C Corporations: C Corps are taxed separately from their owners. They pay 21% to the IRS and they pay to California $800 or 8.84% of net income (whatever is higher). As I mentioned above, shareholders also pay personal income taxes on dividends they receive from the corporation on both California and Federal levels.
Interestingly, a C Corporation or a Corporation converted to an S Corporation in California can opt out from SDI (disability insurance) taxes, potentially saving $1,387 annually in 2023. This works only when the S Corp has only one shareholder. However, if an S Corp is set up as an LLC, it does not have this option, and the owner has to pay SDI taxes from their wages. Here is more about it.
So, what's the main difference between S Corp and C Corp tax-wise in California? Well, it is a tax rate. 8.84% of net income for C Corps vs 1.5% of net income of S Corps. Plus you can opt out from the SDI tax if you set up your business entity as a corporation on the state level.
Is it better to be an S Corp or C Corp to establish in California?
If you are just starting your business in California and do not know your projected net income and there are no legal concerns, we always suggest starting as a sole proprietor who files Schedule C (which is completely different from a C corp, by the way). We also suggest not getting into an LLC unless you really need to for legal reasons. California LLC is $800 a year, plus it would cost you $200–$300 in filing fees. So, just getting an LLC in California will cost you around $1,000. Why not get good insurance coverage for the same amount of money and avoid the tax headache if you are just starting out?
As your business grows and you reach the appropriate income threshold, you can either set up an LLC and convert it to an S Corp or set up a C Corporation and convert it to an S Corp. Or stay as a C Corp, if this suits your needs.
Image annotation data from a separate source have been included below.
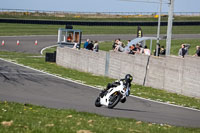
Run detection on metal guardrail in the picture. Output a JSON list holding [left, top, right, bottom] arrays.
[[0, 19, 200, 26], [0, 8, 200, 16]]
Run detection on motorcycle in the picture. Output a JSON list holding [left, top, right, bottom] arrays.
[[95, 81, 130, 109]]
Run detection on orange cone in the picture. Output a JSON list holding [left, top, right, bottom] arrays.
[[17, 40, 19, 45], [35, 40, 38, 45], [1, 40, 5, 46]]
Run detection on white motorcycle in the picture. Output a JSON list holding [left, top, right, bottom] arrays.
[[95, 81, 130, 109]]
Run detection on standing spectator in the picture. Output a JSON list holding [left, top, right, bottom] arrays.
[[93, 41, 99, 52], [154, 43, 160, 56], [112, 39, 118, 50], [194, 46, 200, 57], [144, 46, 151, 56], [140, 44, 144, 54], [83, 39, 90, 49], [160, 46, 166, 55], [129, 44, 137, 55], [136, 44, 140, 54], [178, 44, 190, 58], [86, 41, 94, 50]]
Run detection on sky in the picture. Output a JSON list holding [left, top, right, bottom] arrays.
[[0, 0, 200, 12]]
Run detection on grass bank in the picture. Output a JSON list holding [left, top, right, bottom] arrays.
[[0, 48, 200, 109], [0, 101, 200, 133], [0, 23, 200, 36]]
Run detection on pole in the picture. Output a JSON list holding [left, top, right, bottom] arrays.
[[166, 0, 174, 55], [156, 0, 162, 56]]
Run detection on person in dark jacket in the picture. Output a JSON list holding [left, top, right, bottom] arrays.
[[86, 41, 94, 50]]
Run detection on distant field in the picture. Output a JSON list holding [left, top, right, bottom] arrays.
[[0, 23, 200, 36], [0, 12, 200, 22]]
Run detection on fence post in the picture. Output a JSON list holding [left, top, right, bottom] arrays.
[[105, 52, 110, 76]]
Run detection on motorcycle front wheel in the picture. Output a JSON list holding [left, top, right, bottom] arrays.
[[95, 97, 102, 107], [108, 92, 122, 109]]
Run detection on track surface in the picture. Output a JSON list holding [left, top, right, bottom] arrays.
[[0, 36, 200, 127]]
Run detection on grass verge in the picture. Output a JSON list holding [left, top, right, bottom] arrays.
[[0, 23, 200, 36], [0, 48, 200, 109], [0, 101, 200, 133]]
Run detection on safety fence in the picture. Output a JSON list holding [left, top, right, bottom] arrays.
[[0, 8, 200, 16], [0, 19, 200, 26], [56, 47, 200, 98]]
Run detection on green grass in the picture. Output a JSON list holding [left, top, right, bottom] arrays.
[[0, 23, 200, 36], [0, 48, 200, 109], [0, 101, 200, 133], [0, 12, 200, 22]]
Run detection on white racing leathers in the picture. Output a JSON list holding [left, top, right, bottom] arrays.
[[95, 81, 130, 108]]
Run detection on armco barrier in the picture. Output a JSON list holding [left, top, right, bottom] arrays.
[[56, 47, 200, 98], [0, 18, 200, 26]]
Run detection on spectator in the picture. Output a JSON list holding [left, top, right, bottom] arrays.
[[144, 46, 151, 56], [139, 44, 144, 54], [114, 43, 125, 52], [129, 44, 137, 55], [86, 41, 94, 50], [154, 43, 160, 56], [178, 44, 190, 58], [160, 46, 166, 55], [194, 46, 200, 57], [93, 41, 99, 52], [83, 39, 90, 49], [136, 44, 140, 54], [112, 39, 118, 50]]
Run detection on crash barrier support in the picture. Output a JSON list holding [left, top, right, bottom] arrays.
[[56, 47, 200, 98], [45, 51, 56, 62]]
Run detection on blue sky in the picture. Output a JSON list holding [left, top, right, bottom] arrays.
[[0, 0, 200, 12]]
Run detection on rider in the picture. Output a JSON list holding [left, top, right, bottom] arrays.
[[100, 74, 133, 102]]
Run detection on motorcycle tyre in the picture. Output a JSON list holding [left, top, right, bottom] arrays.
[[121, 98, 126, 103], [95, 97, 102, 107], [108, 94, 122, 109]]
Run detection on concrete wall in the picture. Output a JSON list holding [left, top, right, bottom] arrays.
[[56, 47, 200, 98]]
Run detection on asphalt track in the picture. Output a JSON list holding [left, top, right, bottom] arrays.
[[0, 36, 200, 127]]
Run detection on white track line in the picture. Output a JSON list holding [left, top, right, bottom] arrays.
[[40, 45, 58, 55], [0, 58, 200, 112]]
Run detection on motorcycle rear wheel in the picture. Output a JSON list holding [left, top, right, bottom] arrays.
[[95, 97, 102, 107], [108, 92, 122, 109]]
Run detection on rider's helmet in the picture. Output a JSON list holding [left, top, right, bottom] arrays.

And one more thing: with an LLC setup, you are allowed to request S Corp status retroactively. For example, you might start the year as an LLC without knowing if an S Corp makes financial sense (S Corp accounting fees can be hefty), but then realize that you made too much money that year and S Corp status is what you want. In this case, you are allowed to request S Corp status as of the beginning of the year, even though it is now the end of the year. However, if you initially set up as a C Corp, you don’t get that late-filing election benefit, but you can benefit from not paying SDI taxes on wages, as mentioned above.
And the last thing ( I promise!): In California, many professionals don’t have the option to create an LLC. For those individuals, there are only two options: stay a Schedule C filer with good liability insurance or go for a C Corp that is converted to an S Corp from the very start.